Comment j’ai quitté mon enfance… et la Tunisie
par Peggy Cidor
L’auteure nous fait l’amitié de publier ici les bonnes feuilles, c’est dire un extrait d’un manuscrit en préparation qui devrait
paraître d’abord en hébreu sous le titre, « Kakha zé haya » (C’était comme ça).
Le matin du six mars 1962, un soleil froid se leva sur Tunis.
Depuis plus de deux semaines, j’avais déjà perdu, l’un après l’autre, presque tous mes repères, mais ce matin-là, ce fut le pire. Après deux semaines passées chez mes grands-parents maternels, depuis la veille, mes parents nous avaient enfin rejoints, mon frère Elie et moi. Mais contrairement à ce que j’espérais d’une manière confuse, leur arrivée ne remit rien de l’ordre ancien dans la vie de la petite fille de 10 ans que j’étais alors.

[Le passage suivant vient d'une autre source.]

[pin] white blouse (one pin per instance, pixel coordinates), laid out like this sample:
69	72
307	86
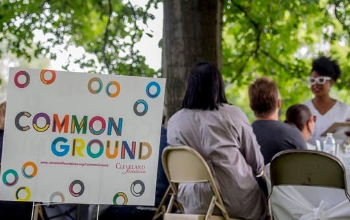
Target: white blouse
340	112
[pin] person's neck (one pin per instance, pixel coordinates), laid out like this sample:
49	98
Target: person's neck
322	99
306	134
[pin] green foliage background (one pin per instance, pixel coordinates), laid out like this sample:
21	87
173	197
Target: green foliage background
276	38
279	39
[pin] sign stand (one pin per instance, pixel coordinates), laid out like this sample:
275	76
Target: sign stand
98	211
37	211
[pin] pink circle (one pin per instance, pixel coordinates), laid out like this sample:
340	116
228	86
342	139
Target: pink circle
22	85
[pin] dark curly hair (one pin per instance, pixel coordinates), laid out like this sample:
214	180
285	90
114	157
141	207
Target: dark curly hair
325	66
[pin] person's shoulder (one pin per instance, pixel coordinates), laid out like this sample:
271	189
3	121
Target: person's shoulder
343	105
308	103
230	108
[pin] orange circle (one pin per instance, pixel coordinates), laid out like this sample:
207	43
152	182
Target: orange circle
53	76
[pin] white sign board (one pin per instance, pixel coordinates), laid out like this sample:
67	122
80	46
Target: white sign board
81	138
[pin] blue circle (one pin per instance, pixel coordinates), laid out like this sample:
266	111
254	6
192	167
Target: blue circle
155	95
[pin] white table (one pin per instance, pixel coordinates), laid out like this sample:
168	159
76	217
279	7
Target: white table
308	202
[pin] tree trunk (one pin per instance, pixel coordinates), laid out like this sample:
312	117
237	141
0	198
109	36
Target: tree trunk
192	33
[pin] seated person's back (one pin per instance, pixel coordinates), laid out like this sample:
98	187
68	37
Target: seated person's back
223	136
275	136
272	135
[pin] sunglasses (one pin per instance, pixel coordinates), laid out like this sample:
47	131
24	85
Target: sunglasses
319	80
313	118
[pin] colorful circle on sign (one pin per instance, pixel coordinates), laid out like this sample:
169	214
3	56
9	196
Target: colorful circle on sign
156	93
95	79
120	194
145	109
26	83
27	164
51	80
53	195
141	191
117	86
28	193
6	173
82	188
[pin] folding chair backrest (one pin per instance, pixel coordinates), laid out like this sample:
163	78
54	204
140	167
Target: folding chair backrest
184	164
311	168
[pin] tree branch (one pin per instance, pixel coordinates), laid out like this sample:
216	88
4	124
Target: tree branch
106	34
255	25
133	37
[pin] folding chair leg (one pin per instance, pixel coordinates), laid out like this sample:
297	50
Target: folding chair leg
211	208
160	210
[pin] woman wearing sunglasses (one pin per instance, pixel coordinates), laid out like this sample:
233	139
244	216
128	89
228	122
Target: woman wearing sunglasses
328	110
300	116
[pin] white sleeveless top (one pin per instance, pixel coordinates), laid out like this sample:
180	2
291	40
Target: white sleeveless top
340	112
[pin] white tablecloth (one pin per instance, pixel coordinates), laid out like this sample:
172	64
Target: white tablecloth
309	203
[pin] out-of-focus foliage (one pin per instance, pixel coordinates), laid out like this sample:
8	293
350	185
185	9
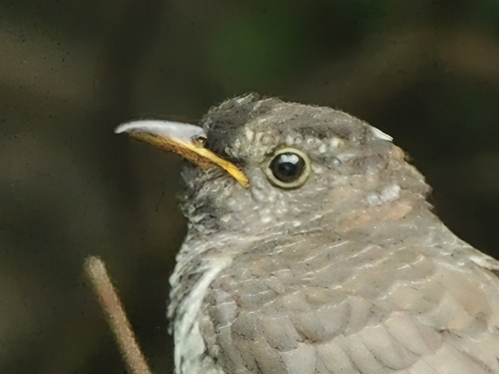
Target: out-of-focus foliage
426	72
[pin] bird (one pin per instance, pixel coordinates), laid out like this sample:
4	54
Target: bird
312	248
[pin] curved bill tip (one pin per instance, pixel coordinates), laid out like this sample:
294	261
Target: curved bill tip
183	139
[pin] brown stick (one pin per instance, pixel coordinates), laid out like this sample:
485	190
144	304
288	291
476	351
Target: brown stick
116	316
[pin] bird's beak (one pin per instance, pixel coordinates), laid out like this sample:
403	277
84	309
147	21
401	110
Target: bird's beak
183	139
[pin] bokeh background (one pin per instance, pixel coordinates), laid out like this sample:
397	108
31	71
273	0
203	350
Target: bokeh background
426	72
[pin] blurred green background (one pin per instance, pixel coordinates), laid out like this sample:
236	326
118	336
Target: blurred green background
426	72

Ce matin-là, j’entrai dans la salle à manger de ma grand-mère, pour déguster comme tous les matins, le bol chaud de Banania, un mélange d’orge et de cacao accompagné d’une grande tartine de confiture de coings, une des spécialités de mémé Milly. Je savais déjà que ce matin, pas comme les autres, je n’aurais pas à affronter la colère froide de Monsieur Apiéto, le principal du lycée annexe de Mutuelleville où j’étudiais, après un autre de mes retards presque quotidiens. Mais je n’avais pas vraiment réalisé que je ne reverrais plus l’école, mes camarades de classe, mes deux amies les plus proches, Selma, la Tunisienne musulmane et Claire, la fille de l’instituteur français. Je ne comprenais pas encore que mes manuels scolaires – les livres d’histoire et de géographie (de la France bien sûr) et encore moins le livre de latin, dans lequel j’excellais pour les versions et traductions étaient en train de devenir complètement caduques.

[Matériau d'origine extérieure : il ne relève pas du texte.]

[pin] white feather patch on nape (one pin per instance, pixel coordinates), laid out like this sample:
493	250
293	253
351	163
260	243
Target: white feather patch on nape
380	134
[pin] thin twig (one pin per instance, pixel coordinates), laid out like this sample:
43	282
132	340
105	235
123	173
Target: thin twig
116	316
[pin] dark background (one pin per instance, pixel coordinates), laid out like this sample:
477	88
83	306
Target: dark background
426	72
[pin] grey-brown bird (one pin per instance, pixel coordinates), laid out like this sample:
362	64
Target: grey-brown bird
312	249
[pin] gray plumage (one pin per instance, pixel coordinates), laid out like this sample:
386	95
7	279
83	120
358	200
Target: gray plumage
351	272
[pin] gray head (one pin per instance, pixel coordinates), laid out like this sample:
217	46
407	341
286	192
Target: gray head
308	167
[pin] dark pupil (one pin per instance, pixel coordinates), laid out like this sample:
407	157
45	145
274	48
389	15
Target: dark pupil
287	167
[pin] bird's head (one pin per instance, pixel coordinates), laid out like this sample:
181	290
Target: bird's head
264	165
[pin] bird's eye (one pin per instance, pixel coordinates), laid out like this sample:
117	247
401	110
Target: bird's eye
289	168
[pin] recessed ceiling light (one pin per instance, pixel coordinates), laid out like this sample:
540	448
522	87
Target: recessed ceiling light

Je ne réalisais pas que dans quelques jours, une langue nouvelle, étrangère et mystérieuse allait remplacer celle de Molière et de La Fontaine et devenir mienne en très peu de temps. Je n’avais pas encore compris que Faiza, mon amie bien-aimée, celle qui m’avait raconté quelques mois plus tôt, en larmes, que son père, un ami de mon père, avait décidé de se remarier moins d’un an après la mort de sa mère, et qu’elle allait maintenant vivre avec une marâtre. Je n’avais pas compris qu’aux prochaines vacances d’été, nous n’allions plus Peggy et sa mère. passer trois mois à la Goulette, près de la mer, et se revoir tous les jours. Je ne comprenais pas que je ne serais plus jamais à ses côtés pour la consoler, comme les années précédentes.

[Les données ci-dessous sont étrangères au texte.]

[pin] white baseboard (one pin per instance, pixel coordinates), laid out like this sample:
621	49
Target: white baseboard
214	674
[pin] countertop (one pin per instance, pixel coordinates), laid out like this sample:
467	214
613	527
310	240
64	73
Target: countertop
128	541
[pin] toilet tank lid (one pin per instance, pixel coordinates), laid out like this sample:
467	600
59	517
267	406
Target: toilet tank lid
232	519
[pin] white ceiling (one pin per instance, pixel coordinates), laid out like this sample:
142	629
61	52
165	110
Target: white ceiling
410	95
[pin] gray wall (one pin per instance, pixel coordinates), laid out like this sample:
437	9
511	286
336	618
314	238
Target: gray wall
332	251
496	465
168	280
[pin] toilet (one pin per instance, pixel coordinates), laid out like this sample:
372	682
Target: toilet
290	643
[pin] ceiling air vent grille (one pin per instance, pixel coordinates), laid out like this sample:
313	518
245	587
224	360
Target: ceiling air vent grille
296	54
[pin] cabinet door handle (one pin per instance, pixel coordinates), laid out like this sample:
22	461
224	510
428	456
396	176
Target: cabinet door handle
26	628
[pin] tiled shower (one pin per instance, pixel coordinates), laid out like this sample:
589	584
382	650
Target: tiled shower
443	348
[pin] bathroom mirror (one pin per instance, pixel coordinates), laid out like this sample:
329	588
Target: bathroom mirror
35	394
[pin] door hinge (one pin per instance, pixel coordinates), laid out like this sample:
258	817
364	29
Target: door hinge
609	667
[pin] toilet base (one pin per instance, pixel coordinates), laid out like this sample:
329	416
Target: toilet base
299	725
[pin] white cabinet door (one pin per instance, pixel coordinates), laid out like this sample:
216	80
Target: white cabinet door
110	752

Je ne réalisais pas encore que compte tenu des conditions de semi-secret de notre départ, je ne m’étais pas séparée, que j’allais en fait disparaître de leurs vies tout d’un coup, sans prévenir ou prendre le temps de se quitter.
Selma, Claire, Faiza, Mahmoud et Nadine, les enfants, Juifs, Italiens, Français ou Tunisiens musulmans qui étaient une partie de ma vie jusque-là se sont brutalement effacés de ma vie en un jour, après une nuit de navigation sur une Méditerranée démontée. Cette Méditerranée qui séparait Tunis et son soleil et ses jardins de Marseille et son camp d’Arénas de transit, pour finalement nous amener sur cette terre qui était celle de mes ancêtres, les vrais, pas les Gaulois comme nous l’avait enseigné madame Juliette, la prof d’histoire, et où tout allait commencer à zéro.
Ce matin-là, encore enveloppée dans mon ignorance naïve du tremblement de terre qui allait chambouler ma vie, sur le pas de la porte de la salle à manger chez mes grands-parents, je m’arrêtais, pratiquement paralysée devant une scène incompréhensible pour moi : mon père et mon grand-père, qui ne se parlaient pas depuis plus d’un an, se tenaient debout, dans les bras l’un de l’autre, en pleurant. Ils n’avaient pas commencé la prière – ou l’avaient interrompue dans l’émotion, et ils se tenaient là, ignorant ma présence, devant la fenêtre qui donnait sur le jardin d’où montait déjà le parfum des citronniers en fleur, tous les deux enveloppés de leurs châles de prière (talith) les bras encerclés dans les phylactères (tefilin).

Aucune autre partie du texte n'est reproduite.